By Amy Cockerham
Public Ed Works
RALEIGH (August 14, 2025) – As students head back to the classroom, we’re diving deeper into the struggles educators are dealing with in our state.
Over the next several weeks, we will publish a series of articles to address how legislative actions – and inaction – in North Carolina over the past few decades have contributed to harm in our public schools.
Our findings show North Carolina is underinvesting in public education, and it’s causing problems in the classroom and beyond.
To start with, fewer high school graduates are heading to college. The latest state report shows in 2015, 66% enrolled. In 2024, only 59% enrolled.
ACT performance is down. In 2015, 59.7% of students scored at or above the minimum composite requirement. In 2024, only 40.2% met the minimum.
THAT’S JUST the tip of the iceberg.
Kris Nordstrom is a Senior Policy Analyst with the North Carolina Justice Center. He spends time researching education in the state.
“Our public schools have been chronically underfunded,” Nordstrom said. “Unconstitutionally underfunded.”
North Carolina ranks 49th in funding effort, or the amount spent on public education as a percentage of the state’s economy.
It all dates back to the Leandro case, a lawsuit filed in 1994 that argues low-wealth and some urban counties don’t have enough money to provide an equal education for their children. Twice, the NC Supreme Court ruled that the state should ensure all students a sound, basic education. However, the case is still being debated.
Low teacher pay is an increasing concern. The latest report from the National Education Association ranks North Carolina 43rd in the U.S. for average teacher salary.
Flash back to 25 years ago. Based on a table by the American Federation of Teachers, the average teacher salary in 1999-2000 in North Carolina was $39,404, which ranked around 22nd in the nation.
So how have we gotten here?
During the 2008 recession, state lawmakers froze teacher salaries at their 2008-09 levels, and Nordstrom said we haven’t kept up since then in salary or overall spending.

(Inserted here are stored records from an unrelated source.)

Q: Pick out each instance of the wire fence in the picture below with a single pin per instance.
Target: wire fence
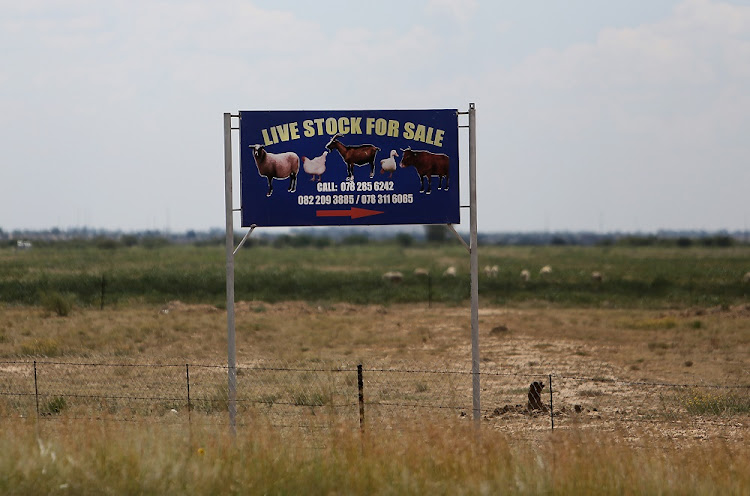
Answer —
(307, 398)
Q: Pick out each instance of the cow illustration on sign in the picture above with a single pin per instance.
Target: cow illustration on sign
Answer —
(427, 164)
(354, 155)
(276, 166)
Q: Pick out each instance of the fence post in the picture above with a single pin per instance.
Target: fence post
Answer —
(429, 290)
(361, 387)
(101, 303)
(551, 413)
(36, 391)
(187, 379)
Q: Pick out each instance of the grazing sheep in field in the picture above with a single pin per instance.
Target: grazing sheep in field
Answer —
(389, 164)
(276, 166)
(393, 276)
(315, 166)
(535, 397)
(419, 271)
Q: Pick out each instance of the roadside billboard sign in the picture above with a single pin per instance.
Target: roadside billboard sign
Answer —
(349, 168)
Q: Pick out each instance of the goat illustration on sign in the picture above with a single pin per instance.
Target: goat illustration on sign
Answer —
(276, 166)
(354, 155)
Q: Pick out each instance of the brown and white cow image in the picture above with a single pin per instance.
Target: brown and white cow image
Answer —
(427, 164)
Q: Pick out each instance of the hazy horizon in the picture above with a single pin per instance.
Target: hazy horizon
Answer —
(591, 116)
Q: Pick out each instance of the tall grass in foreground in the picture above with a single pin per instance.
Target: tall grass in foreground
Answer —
(441, 458)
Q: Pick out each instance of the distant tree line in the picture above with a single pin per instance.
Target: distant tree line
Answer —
(322, 238)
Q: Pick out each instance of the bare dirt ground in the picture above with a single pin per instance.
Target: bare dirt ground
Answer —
(626, 370)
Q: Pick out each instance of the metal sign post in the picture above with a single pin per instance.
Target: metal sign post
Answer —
(474, 265)
(231, 349)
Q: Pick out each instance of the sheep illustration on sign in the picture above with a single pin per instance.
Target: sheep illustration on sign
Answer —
(276, 166)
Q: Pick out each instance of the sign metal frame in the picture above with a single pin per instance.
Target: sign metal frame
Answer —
(444, 210)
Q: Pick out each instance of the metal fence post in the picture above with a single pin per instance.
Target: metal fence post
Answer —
(101, 301)
(361, 388)
(551, 414)
(187, 380)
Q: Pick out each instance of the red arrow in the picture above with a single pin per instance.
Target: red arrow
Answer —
(354, 213)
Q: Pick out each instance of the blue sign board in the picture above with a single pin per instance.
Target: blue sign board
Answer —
(359, 167)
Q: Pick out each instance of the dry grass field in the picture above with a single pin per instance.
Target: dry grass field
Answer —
(648, 398)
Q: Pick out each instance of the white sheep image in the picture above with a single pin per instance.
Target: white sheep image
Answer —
(393, 276)
(450, 272)
(315, 166)
(389, 164)
(276, 166)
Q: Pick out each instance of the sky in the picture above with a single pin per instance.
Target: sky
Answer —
(624, 115)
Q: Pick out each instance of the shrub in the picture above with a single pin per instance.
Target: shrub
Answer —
(40, 347)
(56, 302)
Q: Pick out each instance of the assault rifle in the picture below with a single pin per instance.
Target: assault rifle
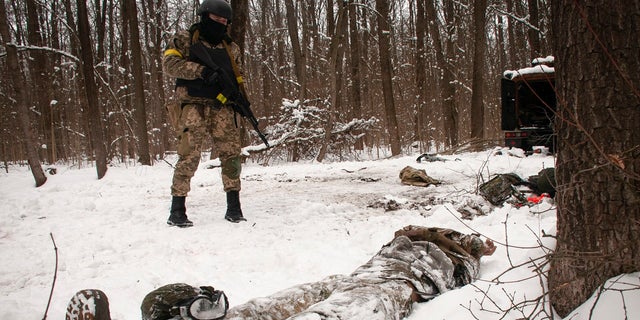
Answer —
(240, 103)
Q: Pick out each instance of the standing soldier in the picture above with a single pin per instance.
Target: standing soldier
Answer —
(205, 96)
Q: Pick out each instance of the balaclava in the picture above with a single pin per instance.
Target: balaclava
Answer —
(210, 30)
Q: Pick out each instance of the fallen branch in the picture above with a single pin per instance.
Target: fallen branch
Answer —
(55, 276)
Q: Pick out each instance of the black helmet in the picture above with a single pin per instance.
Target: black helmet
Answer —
(220, 8)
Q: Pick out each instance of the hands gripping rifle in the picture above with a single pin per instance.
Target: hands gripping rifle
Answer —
(240, 103)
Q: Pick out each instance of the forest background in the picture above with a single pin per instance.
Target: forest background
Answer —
(325, 78)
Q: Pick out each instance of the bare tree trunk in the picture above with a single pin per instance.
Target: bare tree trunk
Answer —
(356, 81)
(299, 60)
(41, 92)
(335, 56)
(421, 129)
(534, 35)
(90, 92)
(479, 47)
(596, 49)
(13, 68)
(386, 69)
(140, 110)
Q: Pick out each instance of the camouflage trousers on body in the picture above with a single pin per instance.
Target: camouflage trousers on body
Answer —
(197, 123)
(334, 298)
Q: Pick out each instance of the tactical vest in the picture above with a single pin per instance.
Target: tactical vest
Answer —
(197, 87)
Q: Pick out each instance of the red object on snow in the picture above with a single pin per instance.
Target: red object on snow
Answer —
(537, 199)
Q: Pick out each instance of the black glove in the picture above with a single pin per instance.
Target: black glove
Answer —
(210, 76)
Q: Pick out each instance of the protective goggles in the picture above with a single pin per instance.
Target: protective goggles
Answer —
(207, 306)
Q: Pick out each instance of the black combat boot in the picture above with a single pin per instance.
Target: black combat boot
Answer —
(234, 213)
(178, 215)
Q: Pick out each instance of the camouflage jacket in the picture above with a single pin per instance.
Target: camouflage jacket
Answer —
(176, 64)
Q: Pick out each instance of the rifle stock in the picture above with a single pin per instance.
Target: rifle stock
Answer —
(238, 98)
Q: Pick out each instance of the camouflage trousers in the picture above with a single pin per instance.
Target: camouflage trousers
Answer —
(197, 123)
(334, 298)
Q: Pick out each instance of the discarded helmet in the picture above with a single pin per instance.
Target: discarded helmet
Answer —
(182, 301)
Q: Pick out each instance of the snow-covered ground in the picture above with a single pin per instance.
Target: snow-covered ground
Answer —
(306, 221)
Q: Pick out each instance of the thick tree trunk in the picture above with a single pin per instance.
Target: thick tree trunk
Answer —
(140, 110)
(356, 80)
(386, 70)
(596, 49)
(13, 69)
(534, 35)
(299, 60)
(479, 47)
(90, 92)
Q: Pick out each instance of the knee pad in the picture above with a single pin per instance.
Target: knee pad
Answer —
(231, 167)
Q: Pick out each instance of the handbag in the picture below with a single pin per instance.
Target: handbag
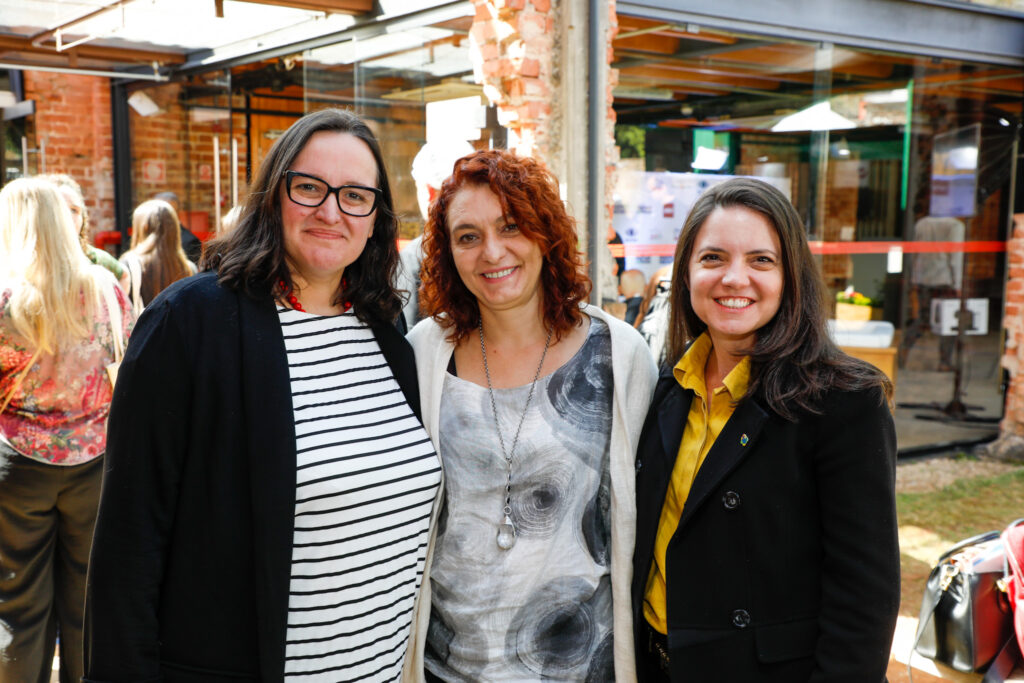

“What was different in North Carolina is as our economy recovered, North Carolina did not increase, meaningfully increase, investment in public schools,” Nordstrom said. “We cut taxes for wealthy North Carolinians and corporations. So, that’s what’s driven down our school funding level.”
Instead, our legislators are choosing to take money that could be invested in public schools and put it into a voucher program established in 2013 called “Opportunity Scholarships.”
The program uses taxpayer dollars to help pay private school tuition for families often wealthy enough already to attend and pay for it themselves.
By 2031-32, more than $500 million a year, or $5 billion in total, will be allocated to vouchers.
EVEN MORE DISMAL, tax cuts are reducing the pool of money we have to devote to education.
Corporate tax rates have been reduced from a 6.9% rate in 2012 to 2.3% today and are slated to drop to 0%.
This comes as our state is falling behind in important educational programs that benefit low-income families, like NC Pre-K, a pre-school program for 4-year-olds.
Public Schools First NC’s report shows children who attend Pre-K usually earn better grades in school, are more likely to graduate high school and college and stay out of prison.
NC Pre-K had capacity to enroll 27,928 children in 2023-24— 27,928 were enrolled, but that’s only 57% of 49,000 4-year-olds eligible to participate.
“We’ve seen a lot of the business community call on [the General Assembly] for more investment in Pre-K,” said Nordstrom. “For some reason, this General Assembly still fails to act.”
Sara Howell is the Public School Forum of North Carolina’s Associate Director of Policy & Research. She said more funding from lawmakers is the key to seeing success in public schools.
“There’s plenty of research that shows that adequate, equitable school funding leads to improved academic outcomes, especially in districts that have greater need,” Howell said. “So you see improved test scores, more years of completed schooling, higher adult earnings, like you name it.
“The research is there. It’s just a question of us rising to meet the occasion.”
Meanwhile, low pay and lack of resources, among other issues, are driving teachers away from the profession.
About 800 fewer people completed educator preparation programs in 2024 than in the prior year, an 18% decline, data from the North Carolina Department of Public Instruction shows.
“We were speaking with a superintendent for a research setting not too long ago who said that, ‘You know, 10 years ago we’d have 30,15 teachers competing; for this kindergarten teaching spot, and now I’m lucky if I get two,” Howell said.
“It’s across the board. People are feeling the strain.”
Kenneth Ingraham says
When will legislators wake up? One of their big concerns has always been the Business Environment in North Carolina. If we don’t increase spending on education the business climate will not be so hospitable to companies who want to come to north Carolina, or stay in North Carolina. Companies need employable and skilled people. Education is important beyond Business, of course. But if they won’t listen to the concerns of Business, who will they listen to?